In fact, there were a couple of hundred people milling about the venue by 7.30pm, flicking through books, enjoying wine and music, and keeping a tight hold on their freshly-autographed copies of 'The Cow Book'.
The reason for the tight hold on the books was because every single copy that was on sale at the launch itself was sold out by 7.45pm.
“The book is at number two in the charts now,” said Pru Rowlandson, Publicity Director at Granta Books, who published John's book.
“In fact, the book at number one is a book called 'Fire And Fury',” she added, with a hint of playful disapproval in her voice.
“Perhaps we can help John to trump Trump.”
There was great pride and support for the young Ballinalee farmer who was launching his highly-anticipated book, and a number of special guests stood up to publicly wish him well.
Colm Harte, Principal of St. Teresa's NS in Killoe recalled John as a “young, creative, ambitious student”.
“We teachers are always proud of our students' achievements. And I'm delighted to see you doing so well, John,” he said, addressing his former pupil.
“I know as you plough your creative furrow in the years ahead that you'll reap a great and rich harvest and I wish you well in your endeavours.”
Another special guest on the night of the launch was Fianna Fáil TD Éamon Ó'Cúiv, who read the book and was full of its praises.
“Your life abroad, your life in general, your life here, has enriched you hugely,” he said, addressing the young author.
“But the ultimate influence on your life has been who you are, where you're from, who your neighbours are, the land, the animals and basically everything that you brought with you from County Longford.
“It's a great honour to be asked here tonight. It's a great honour to see so many people here,” he said.
“It's well worth buying the book. It's a lovely production; it's a good read.
“I wish you all the best John, with your book and I hope there are many more from your pen.
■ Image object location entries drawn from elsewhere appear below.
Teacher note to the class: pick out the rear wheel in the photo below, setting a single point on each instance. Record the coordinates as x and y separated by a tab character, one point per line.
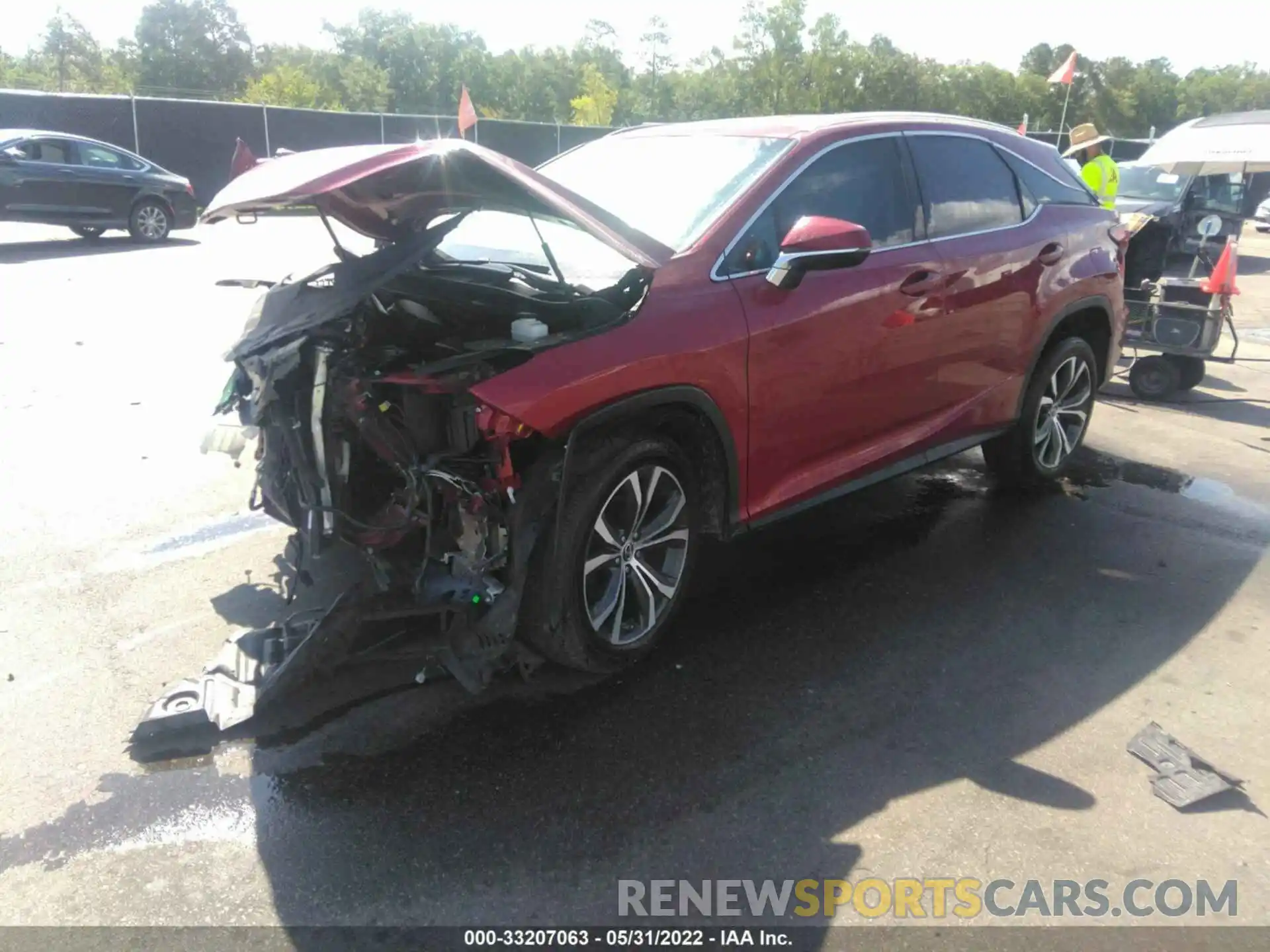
150	222
1056	415
1155	377
1191	370
603	590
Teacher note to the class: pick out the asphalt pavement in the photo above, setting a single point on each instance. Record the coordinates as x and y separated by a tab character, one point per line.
927	678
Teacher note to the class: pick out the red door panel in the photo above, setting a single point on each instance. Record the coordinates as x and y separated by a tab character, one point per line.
997	285
835	365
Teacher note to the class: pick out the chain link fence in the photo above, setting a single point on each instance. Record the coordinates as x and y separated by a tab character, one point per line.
196	138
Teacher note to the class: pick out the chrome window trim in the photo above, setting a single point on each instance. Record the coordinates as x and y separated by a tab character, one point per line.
716	277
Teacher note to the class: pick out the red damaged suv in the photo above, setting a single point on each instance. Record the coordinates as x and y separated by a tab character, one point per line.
531	403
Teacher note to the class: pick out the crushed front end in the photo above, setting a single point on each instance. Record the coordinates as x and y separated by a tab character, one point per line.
356	383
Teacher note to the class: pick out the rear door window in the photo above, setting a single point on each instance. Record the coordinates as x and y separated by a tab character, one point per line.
865	182
1042	187
966	184
55	151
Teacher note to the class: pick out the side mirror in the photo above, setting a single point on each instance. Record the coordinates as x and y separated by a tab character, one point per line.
818	244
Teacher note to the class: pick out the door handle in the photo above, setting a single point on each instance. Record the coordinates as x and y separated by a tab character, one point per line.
1050	254
920	284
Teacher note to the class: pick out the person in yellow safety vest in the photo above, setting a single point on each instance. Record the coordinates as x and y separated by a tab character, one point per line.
1097	168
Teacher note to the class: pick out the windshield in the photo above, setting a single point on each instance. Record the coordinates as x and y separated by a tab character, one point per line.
1150	182
512	239
669	187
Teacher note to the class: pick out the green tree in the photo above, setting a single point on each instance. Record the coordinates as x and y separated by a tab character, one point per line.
596	102
192	46
290	85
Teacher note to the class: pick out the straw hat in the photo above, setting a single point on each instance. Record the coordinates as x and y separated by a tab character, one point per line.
1082	138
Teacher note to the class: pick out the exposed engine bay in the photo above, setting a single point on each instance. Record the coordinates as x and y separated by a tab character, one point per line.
357	382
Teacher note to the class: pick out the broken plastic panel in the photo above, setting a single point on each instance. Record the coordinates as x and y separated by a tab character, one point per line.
1183	777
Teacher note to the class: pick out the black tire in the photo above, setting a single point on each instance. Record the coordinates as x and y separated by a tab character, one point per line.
1191	370
1017	457
560	598
1155	377
150	221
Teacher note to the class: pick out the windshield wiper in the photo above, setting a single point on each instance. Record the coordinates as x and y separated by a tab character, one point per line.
546	251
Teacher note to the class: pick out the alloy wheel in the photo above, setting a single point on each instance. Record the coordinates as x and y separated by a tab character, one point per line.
151	221
635	555
1064	412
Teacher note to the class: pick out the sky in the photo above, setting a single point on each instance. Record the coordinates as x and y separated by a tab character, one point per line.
952	31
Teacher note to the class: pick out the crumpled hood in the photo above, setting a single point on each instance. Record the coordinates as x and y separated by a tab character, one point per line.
394	192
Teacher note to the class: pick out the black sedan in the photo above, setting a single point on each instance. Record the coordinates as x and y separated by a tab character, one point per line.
51	178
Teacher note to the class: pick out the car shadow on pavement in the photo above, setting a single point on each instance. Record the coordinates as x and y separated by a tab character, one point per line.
22	252
923	633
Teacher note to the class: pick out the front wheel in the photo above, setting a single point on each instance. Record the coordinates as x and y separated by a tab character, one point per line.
1056	415
603	589
149	222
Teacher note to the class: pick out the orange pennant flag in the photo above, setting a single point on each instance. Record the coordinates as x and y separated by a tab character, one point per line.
466	113
1064	73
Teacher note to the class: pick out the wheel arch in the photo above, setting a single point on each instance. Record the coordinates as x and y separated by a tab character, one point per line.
695	422
146	194
1087	317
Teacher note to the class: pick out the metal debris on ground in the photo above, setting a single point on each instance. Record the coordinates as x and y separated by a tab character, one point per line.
1183	777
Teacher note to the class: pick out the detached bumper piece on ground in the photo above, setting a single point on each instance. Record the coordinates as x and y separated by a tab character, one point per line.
1183	777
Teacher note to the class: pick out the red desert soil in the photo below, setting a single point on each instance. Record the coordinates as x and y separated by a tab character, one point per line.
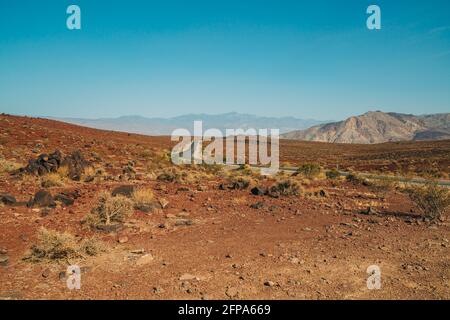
296	247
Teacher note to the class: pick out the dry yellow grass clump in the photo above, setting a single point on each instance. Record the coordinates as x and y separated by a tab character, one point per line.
431	199
54	246
109	210
55	179
143	196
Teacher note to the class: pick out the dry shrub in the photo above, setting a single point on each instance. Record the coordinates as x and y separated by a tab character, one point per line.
143	196
239	182
55	179
431	199
357	179
309	170
285	188
383	185
52	180
211	168
54	246
171	175
109	210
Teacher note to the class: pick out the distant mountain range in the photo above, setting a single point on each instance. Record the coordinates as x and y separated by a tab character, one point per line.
165	126
378	127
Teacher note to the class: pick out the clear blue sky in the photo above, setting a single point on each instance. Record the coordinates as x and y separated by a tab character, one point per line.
310	59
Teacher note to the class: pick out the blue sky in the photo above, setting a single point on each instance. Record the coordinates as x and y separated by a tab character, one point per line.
309	59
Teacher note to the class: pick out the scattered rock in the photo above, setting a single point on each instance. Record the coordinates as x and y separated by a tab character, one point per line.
184	222
258	191
163	202
187	277
369	211
46	273
125	190
145	259
110	228
41	199
4	260
258	205
64	199
123	239
7	199
269	283
148	208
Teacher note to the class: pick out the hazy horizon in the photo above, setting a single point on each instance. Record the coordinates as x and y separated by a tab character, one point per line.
304	60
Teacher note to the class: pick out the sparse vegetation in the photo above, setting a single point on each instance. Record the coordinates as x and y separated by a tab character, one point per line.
109	210
285	188
239	182
309	170
143	196
357	179
55	179
54	246
171	175
431	199
333	174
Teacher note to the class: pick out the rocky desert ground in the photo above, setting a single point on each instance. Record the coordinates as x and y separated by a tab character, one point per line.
140	228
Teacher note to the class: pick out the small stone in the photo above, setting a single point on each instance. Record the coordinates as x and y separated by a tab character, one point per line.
145	259
4	259
7	199
269	283
125	190
184	222
163	202
46	273
187	277
123	239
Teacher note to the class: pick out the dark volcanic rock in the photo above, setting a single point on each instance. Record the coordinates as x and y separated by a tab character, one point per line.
258	205
46	163
42	198
125	190
7	199
76	164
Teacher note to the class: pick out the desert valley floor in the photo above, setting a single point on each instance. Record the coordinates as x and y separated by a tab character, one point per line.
210	239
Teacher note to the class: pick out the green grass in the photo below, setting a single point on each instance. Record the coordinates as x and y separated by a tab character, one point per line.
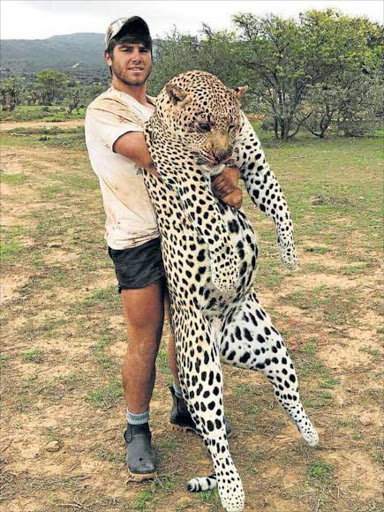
338	237
33	356
14	179
72	138
320	472
41	113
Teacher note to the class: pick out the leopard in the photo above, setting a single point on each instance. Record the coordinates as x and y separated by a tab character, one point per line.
210	253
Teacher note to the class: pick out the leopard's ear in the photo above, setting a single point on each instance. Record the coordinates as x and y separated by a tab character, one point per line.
176	94
240	91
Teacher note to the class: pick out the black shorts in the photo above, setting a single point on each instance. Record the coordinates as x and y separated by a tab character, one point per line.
138	267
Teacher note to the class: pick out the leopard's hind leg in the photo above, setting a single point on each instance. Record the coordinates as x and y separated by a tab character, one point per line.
201	382
249	340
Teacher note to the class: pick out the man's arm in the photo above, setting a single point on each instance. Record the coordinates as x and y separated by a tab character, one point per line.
133	146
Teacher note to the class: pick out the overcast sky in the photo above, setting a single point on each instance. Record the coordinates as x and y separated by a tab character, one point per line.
34	19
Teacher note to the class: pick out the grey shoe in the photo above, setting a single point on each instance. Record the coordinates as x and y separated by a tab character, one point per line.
182	420
141	457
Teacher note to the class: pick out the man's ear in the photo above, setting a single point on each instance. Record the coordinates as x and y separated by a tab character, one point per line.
176	94
240	91
108	59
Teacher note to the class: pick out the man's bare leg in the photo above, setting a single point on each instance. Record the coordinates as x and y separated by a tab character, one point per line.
144	314
171	343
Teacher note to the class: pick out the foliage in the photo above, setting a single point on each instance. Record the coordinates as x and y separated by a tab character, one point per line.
10	91
322	72
50	85
291	61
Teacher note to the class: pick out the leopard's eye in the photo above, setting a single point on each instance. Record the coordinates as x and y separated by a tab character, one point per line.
204	127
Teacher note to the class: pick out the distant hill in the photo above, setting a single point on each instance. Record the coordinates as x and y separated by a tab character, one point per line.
82	51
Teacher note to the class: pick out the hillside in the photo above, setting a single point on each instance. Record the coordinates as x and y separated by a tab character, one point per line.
64	53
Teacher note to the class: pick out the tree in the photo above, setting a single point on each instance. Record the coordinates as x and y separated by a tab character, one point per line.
51	85
291	60
10	92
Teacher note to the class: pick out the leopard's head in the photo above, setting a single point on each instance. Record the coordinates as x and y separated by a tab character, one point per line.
198	109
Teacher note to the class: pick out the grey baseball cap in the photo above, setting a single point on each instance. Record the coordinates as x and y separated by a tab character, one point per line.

“And I hope that you continue to be a good advocate for the alternative way of living and for the value of what makes this country the unique place it is for those of us who love the way Ireland was and the way Ireland is.”
John himself was blown away by the amount of support he received on the night of his launch and even became a little bit emotional during his own speech.
“Cities are the farms of men. They give you a career and they give you money but they don't feed your soul,” he said, addressing the attentive crowd.
“Rural Ireland feeds your soul. And farming is the backbone of rural Ireland in so many ways.”
He went on to talk about how important farming is to everyone in Ireland and how it was farming that showed him the true meaning of hard work, before addressing the book itself.
“Little did I think, when I came back here three years ago, that I'd be standing here today with the biggest crowd I've ever seen - it feels like a county final day for me,” he laughed.
“It's really humbling. What's more humbling is that the book is at number two in the charts.
“There was a snow storm a few days ago, so it meant that people were going out - I don't know where they were going to get it, but they were going out,” he exclaimed.
“It's a testament to rural Ireland - that rural Ireland really does matter.”
The book, he said is the story of his life and his family's life, as well as the places that define him as a person.
“Those are things that I carried with me when I was an emigrant in other countries.
“It's the story of Longford. It is the story of a man falling in love with life again.
“I went through some bad times and it was actually all of you people who helped me to get through them,” he said, addressing the gathered crowd of neighbours, friends and family.
“It takes a village to raise a person, but it takes a community to accept a person in the lows and the highs.
“They talk about rural isolation but I've never felt isolation in this place. I've only ever felt welcomed and a sense of belonging.”
John's book, 'The Cow Book', is available now via Newsround in Longford, as well as online platforms, and is well worth the read.